ENGAGEMENT FÜR DIE MENA-REGION
Online-Kurse für die MENA-Region
Im Jahr 2022 erfreuten sich die Online-Kurse der KulturGutRetter einer extrem großen Nachfrage. Die 1056 eingegangenen Bewerbungen zeigen das große Interesse der jungen WissenschaftlerInnen aus der MENA-Region an Kursen zu Themen der Dokumentation von Kulturerbe. Die „Online-Kurse für die MENA-Region“ werden im Rahmen des Projekts KulturGutRetter durch das IT-Referat des DAI koordiniert. Das Projekt zielt auf den Aufbau von Kapazitäten und die Etablierung eines internationalen Netzwerks lokaler Experten in der MENA-Region ab. Die jungen WissenschaftlerInnen lernen während der Kurse grundlegende Techniken und Anwendungen zur digitalen Dokumentation des kulturellen Erbes kennen. Durch Fachleute des DAI wurden 2022 vier Kurse zu den Themen „Spatial Databases and Analyses for Cultural Heritage Protection in open-source GIS“ und “ Recording Cultural Heritage for Post-Conflict Recovery using GIS” gegeben. Insgesamt konnten 61 Teilnehmende (62% Frauen, 38% Männer) dieses Jahr von den Fortbildungsangeboten profitieren.

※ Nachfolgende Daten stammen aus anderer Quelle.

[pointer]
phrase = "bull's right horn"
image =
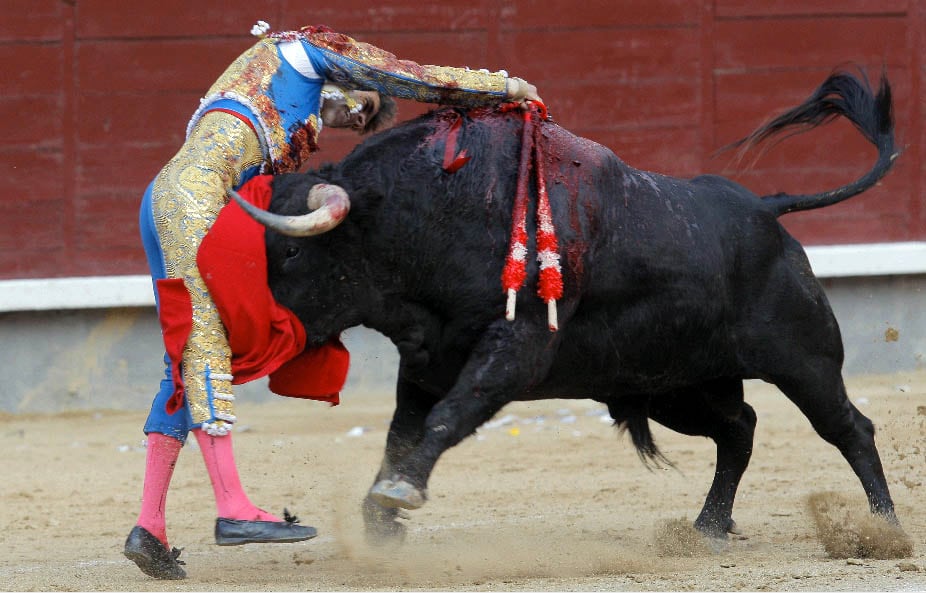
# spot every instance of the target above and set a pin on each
(328, 205)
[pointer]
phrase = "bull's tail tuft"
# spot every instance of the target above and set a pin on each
(636, 422)
(846, 95)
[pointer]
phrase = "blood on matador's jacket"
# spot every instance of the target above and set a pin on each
(265, 337)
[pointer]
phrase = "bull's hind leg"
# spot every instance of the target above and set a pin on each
(817, 388)
(715, 410)
(794, 342)
(405, 432)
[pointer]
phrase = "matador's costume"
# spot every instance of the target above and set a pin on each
(261, 116)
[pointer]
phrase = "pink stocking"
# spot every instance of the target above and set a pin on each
(230, 500)
(160, 459)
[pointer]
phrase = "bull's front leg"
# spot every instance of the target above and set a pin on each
(509, 358)
(405, 432)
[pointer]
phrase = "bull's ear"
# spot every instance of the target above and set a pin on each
(328, 206)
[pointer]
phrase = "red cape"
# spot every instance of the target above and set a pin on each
(265, 337)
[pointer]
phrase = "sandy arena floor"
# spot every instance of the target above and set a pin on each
(547, 497)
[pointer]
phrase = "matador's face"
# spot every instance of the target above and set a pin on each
(352, 111)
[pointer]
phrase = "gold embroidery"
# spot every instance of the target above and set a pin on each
(187, 196)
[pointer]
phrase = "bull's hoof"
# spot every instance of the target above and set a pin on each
(716, 529)
(397, 494)
(381, 526)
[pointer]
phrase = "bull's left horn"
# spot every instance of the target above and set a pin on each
(329, 205)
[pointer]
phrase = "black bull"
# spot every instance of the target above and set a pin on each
(675, 291)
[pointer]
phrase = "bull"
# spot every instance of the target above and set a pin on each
(674, 291)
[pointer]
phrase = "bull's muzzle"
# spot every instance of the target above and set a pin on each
(328, 206)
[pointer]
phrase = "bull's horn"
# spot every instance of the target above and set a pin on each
(328, 204)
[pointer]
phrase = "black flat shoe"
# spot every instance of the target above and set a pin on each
(151, 556)
(235, 532)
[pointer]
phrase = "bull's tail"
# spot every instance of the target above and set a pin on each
(841, 94)
(631, 416)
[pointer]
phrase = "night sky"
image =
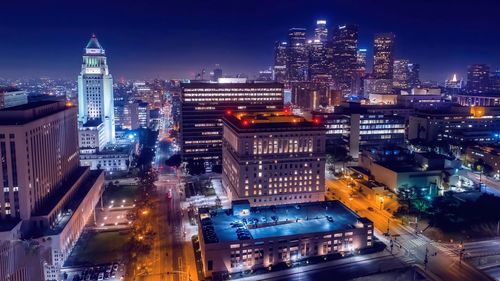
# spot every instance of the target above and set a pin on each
(175, 39)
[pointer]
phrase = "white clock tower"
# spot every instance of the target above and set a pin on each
(95, 90)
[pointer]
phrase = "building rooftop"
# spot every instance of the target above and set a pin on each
(92, 123)
(235, 84)
(25, 113)
(270, 120)
(8, 224)
(242, 223)
(8, 89)
(72, 205)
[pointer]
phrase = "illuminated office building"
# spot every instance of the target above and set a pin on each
(10, 96)
(456, 125)
(318, 65)
(345, 56)
(204, 104)
(478, 78)
(495, 82)
(358, 127)
(383, 56)
(273, 158)
(95, 89)
(359, 73)
(401, 75)
(321, 31)
(280, 62)
(454, 85)
(297, 63)
(243, 239)
(414, 75)
(217, 73)
(47, 197)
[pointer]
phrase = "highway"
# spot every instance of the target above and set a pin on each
(443, 263)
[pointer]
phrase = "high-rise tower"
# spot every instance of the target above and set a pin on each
(321, 31)
(95, 89)
(297, 64)
(345, 51)
(478, 78)
(383, 56)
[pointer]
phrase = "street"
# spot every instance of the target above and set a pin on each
(442, 262)
(171, 256)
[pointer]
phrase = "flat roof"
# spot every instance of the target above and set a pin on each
(276, 121)
(25, 113)
(248, 83)
(92, 123)
(278, 221)
(27, 106)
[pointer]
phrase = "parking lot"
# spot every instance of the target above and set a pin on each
(112, 271)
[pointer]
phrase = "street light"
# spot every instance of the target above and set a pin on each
(381, 198)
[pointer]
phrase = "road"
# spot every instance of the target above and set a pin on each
(445, 265)
(172, 256)
(343, 269)
(490, 185)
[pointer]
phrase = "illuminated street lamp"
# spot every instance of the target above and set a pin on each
(381, 198)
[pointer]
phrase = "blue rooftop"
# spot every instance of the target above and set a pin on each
(276, 221)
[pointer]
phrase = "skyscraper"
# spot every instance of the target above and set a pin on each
(414, 75)
(317, 58)
(345, 51)
(495, 82)
(361, 60)
(478, 78)
(297, 63)
(383, 56)
(360, 73)
(217, 73)
(321, 31)
(401, 74)
(95, 89)
(454, 85)
(280, 62)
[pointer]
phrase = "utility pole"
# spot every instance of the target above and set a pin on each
(426, 259)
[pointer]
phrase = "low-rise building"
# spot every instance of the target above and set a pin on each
(485, 156)
(273, 158)
(117, 157)
(358, 127)
(396, 168)
(478, 99)
(47, 198)
(455, 124)
(244, 238)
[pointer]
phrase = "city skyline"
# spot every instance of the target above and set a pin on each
(149, 41)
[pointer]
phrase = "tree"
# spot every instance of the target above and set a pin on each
(195, 168)
(218, 203)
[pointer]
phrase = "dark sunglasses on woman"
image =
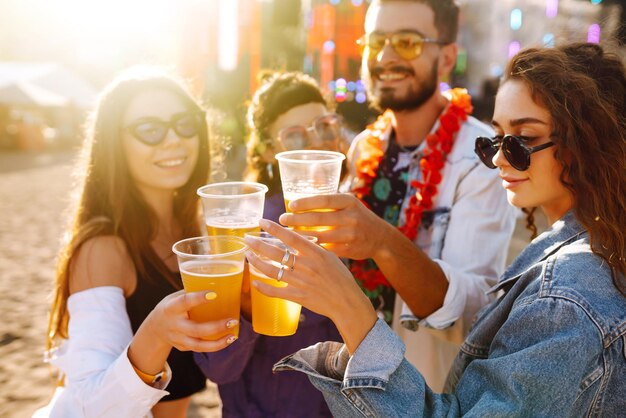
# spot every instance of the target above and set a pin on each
(152, 131)
(326, 128)
(513, 147)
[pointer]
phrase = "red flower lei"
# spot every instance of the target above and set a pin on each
(438, 146)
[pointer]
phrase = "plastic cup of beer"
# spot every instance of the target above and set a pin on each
(273, 316)
(213, 264)
(306, 173)
(232, 208)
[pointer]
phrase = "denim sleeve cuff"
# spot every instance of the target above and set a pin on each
(376, 358)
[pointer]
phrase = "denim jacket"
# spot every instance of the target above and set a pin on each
(553, 345)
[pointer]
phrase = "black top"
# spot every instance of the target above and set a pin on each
(187, 378)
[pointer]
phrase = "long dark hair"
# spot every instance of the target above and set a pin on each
(108, 203)
(584, 89)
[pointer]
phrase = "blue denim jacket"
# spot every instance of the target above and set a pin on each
(553, 345)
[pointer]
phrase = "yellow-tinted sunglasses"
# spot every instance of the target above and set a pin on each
(408, 45)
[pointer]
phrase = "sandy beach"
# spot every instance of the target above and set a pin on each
(34, 194)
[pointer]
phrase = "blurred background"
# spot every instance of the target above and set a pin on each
(55, 55)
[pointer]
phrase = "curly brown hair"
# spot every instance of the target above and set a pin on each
(584, 89)
(279, 93)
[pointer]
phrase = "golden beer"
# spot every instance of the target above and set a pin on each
(231, 225)
(223, 277)
(272, 316)
(308, 228)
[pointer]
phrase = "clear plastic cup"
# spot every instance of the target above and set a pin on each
(306, 173)
(215, 264)
(232, 208)
(273, 316)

Restaurierungsarbeiten nach der Explosion in Beirut
Am 4. August 2020 wurden zahlreiche historische Gebäude durch die katastrophale Explosion im Hafen von Beirut schwer beschädigt. Das DAI hatte umgehend Hilfe angeboten und die genaue Dokumentation der Schäden sowie die Kommunikationsstrukturen zwischen engagierten Bürgern, NGOS und der für die historischen Häuser zuständigen Antikenverwaltung unterstützt. Seit 2021 betreut die Orient-Abteilung des DAI ein Fortbildungsprogramm für HandwerkerInnen, mit dem am Beispiel des beschädigten historischen Hauses Medawar 749, die traditionellen Techniken weitergegeben werden. Das DAI nutzte dabei auch die Strukturen des KulturGutRetter Projekts, das für schnelle Hilfe bei Katastrophen an Kulturgut eingesetzt wird.
Am 16. Dezember 2022 ist an dem historischen Gebäude Medawar 749 der letzte Dachziegel verlegt worden. Das Dach ist nun intakt, das Mauerwerk geschlossen und das Haus damit stand- und winterfest. Das Fortbildungsprojekt konnte dank des großzügigen Entgegenkommens des Besitzers und durch die Unterstützung des Auswärtigen Amtes initiiert werden.
PUBLIKATIONEN
Condition assessment and damage mapping of build cultural heritage
Das Buch „Condition Assessment and Damage Mapping of Build Cultural Heritage“ von Alexandra Skedzuhn-Safir (Lehrstuhl für Denkmalpflege, BTU Cottbus-Senftenberg) ist in englischer und arabischer Sprache erschienen und online verfügbar.
Measured Building Survey (Englische Version)
Der vorliegende Band bietet neben einem geschichtlichen Überblick zur Bauaufnahme als Methode vor allem konkrete Handreichungen zu den verschiedenen Möglichkeiten der Dokumentation historischer Bausubstanz – begonnen beim Handaufmaß bis zur Anwendung der heute verfügbaren elektronischen Hilfsmittel.